152 IBM TotalStorage DS6000 Series: Performance Monitoring and Tuning
The SAN fabric switches in-between. The switches are the heart of the SAN network.
The connection medium, which consists of cables, and the host adapter cards on each
end (Qlogic, Emulex, or JNI), that reside in the server and the storage.
Notice each server is at least dual attached to the SAN for availability and load balancing. The
storage devices—the DS6000 and the tape library—have multiple SAN connections for
availability and performance.
This is just one example of a SAN, and there are a myriad other ways to create a SAN with
different types and numbers of servers, storage devices, and switches.
5.5.2 Benefits of a SAN
One of the biggest benefits of a SAN is centralized storage. Before SANs were available, it
was common for servers in a data center to each have their own dedicated storage. Backups
were difficult because the servers had to use their own tape drives, or backup over an
Ethernet network. Sharing a tape drive could be possible, but usually meant moving the tape
drive from one server to another, and reboots were required to attach the tape drive.
Re-assigning disk storage meant making cable changes and possibly moving storage or
servers.
Some of the benefits a SAN offers are:
The ability to assign and un-assign a large (TB) amount of storage to a host with just the
click of a mouse.
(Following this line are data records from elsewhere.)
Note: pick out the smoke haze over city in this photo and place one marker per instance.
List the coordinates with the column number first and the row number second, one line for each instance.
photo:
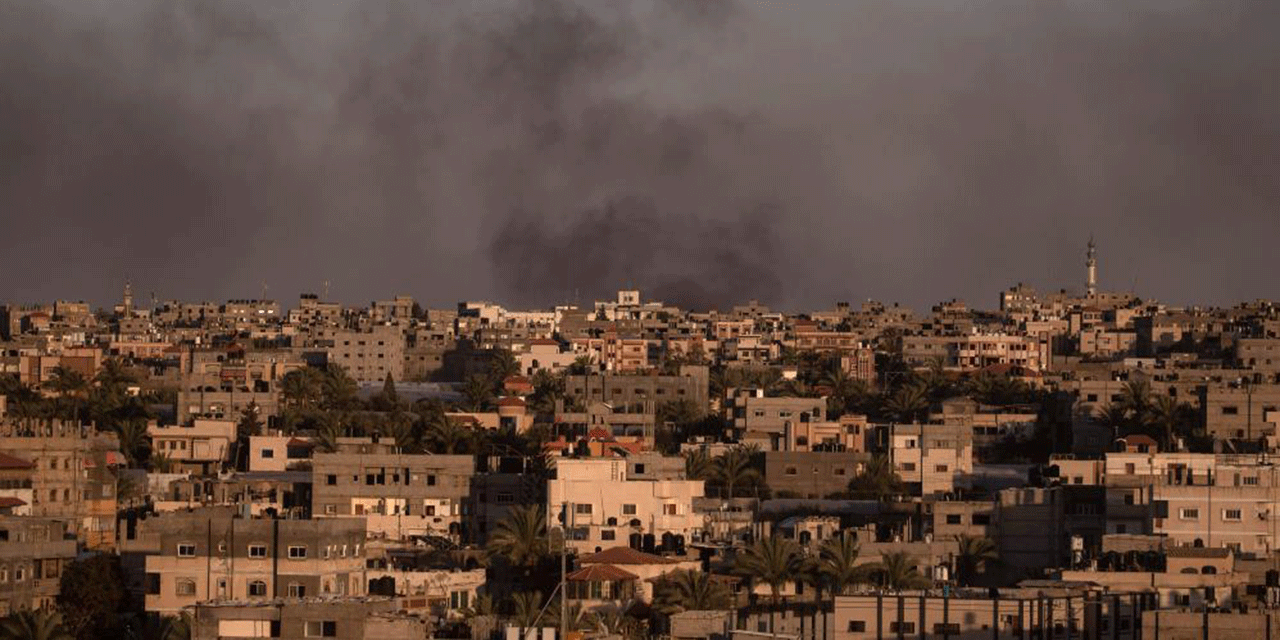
column 703, row 151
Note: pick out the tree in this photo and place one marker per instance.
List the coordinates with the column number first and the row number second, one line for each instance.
column 581, row 365
column 502, row 366
column 735, row 469
column 1168, row 417
column 69, row 385
column 1134, row 397
column 476, row 393
column 973, row 556
column 133, row 439
column 444, row 435
column 877, row 480
column 33, row 625
column 699, row 465
column 837, row 565
column 910, row 403
column 521, row 538
column 526, row 608
column 773, row 561
column 897, row 572
column 90, row 594
column 689, row 590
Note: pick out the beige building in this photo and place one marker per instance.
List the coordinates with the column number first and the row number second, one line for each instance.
column 33, row 552
column 202, row 446
column 73, row 478
column 396, row 494
column 210, row 554
column 608, row 502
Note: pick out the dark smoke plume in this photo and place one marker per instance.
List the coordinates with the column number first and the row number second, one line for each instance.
column 705, row 151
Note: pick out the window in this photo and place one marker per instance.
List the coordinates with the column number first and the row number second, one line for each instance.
column 460, row 599
column 321, row 629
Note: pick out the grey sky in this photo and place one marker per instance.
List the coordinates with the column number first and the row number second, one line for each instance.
column 803, row 152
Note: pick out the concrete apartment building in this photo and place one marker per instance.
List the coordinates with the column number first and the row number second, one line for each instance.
column 211, row 554
column 1244, row 411
column 368, row 356
column 74, row 474
column 201, row 446
column 396, row 494
column 300, row 618
column 810, row 474
column 928, row 457
column 615, row 502
column 33, row 552
column 624, row 389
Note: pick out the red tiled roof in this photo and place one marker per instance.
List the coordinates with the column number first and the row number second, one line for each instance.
column 599, row 434
column 8, row 461
column 600, row 574
column 624, row 556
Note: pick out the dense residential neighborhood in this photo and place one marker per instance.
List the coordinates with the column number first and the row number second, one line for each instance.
column 1069, row 464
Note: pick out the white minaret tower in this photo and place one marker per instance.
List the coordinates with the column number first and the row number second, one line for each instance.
column 1091, row 284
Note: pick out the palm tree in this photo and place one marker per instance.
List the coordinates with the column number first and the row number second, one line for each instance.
column 133, row 439
column 837, row 563
column 973, row 556
column 526, row 608
column 521, row 538
column 876, row 480
column 897, row 572
column 69, row 385
column 699, row 465
column 444, row 435
column 1168, row 416
column 502, row 366
column 476, row 393
column 734, row 469
column 33, row 625
column 581, row 365
column 773, row 561
column 910, row 403
column 689, row 590
column 1134, row 397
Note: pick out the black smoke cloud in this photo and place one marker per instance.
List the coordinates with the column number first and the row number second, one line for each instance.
column 707, row 152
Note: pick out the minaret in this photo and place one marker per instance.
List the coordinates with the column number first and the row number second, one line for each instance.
column 1091, row 286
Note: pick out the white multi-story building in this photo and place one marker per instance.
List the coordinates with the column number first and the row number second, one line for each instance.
column 607, row 502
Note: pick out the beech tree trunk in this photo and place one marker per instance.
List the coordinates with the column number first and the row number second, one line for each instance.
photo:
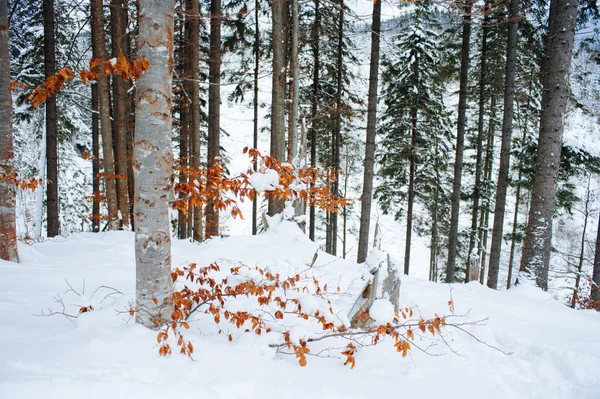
column 555, row 94
column 192, row 88
column 507, row 126
column 315, row 37
column 367, row 194
column 52, row 223
column 8, row 225
column 214, row 107
column 95, row 161
column 460, row 142
column 118, row 19
column 99, row 51
column 153, row 164
column 278, row 94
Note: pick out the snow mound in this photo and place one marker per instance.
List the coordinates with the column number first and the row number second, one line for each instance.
column 554, row 350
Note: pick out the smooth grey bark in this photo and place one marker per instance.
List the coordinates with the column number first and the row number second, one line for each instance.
column 278, row 15
column 367, row 194
column 99, row 51
column 332, row 227
column 214, row 107
column 480, row 137
column 595, row 292
column 153, row 164
column 192, row 88
column 507, row 127
column 315, row 37
column 586, row 216
column 52, row 223
column 8, row 230
column 460, row 141
column 537, row 244
column 487, row 173
column 511, row 258
column 255, row 109
column 95, row 161
column 119, row 42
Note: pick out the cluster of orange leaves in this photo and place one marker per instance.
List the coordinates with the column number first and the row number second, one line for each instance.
column 210, row 185
column 23, row 184
column 127, row 69
column 211, row 294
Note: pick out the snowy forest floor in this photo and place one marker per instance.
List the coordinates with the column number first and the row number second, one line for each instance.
column 554, row 350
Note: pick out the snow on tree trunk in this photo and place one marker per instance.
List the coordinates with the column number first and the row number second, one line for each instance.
column 555, row 94
column 8, row 229
column 153, row 165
No cabling changes required.
Hosts can share storage for failover environments, or actually work on the same data
using software that provides locking protection.
Availability: Multiple connections between servers and storage.
Performance: Each Fibre Channel adapter runs at 100 MB/s or 200 MB/s.
LAN congestion is reduced by moving backups off the LAN and onto the SAN.
Faster backups: It is even possible to implement
server free backups, which copy data
directly (at the block level) from the DS6000 to tape with no load on servers.
Increased distance (10 km +) between servers and storage for convenience and security.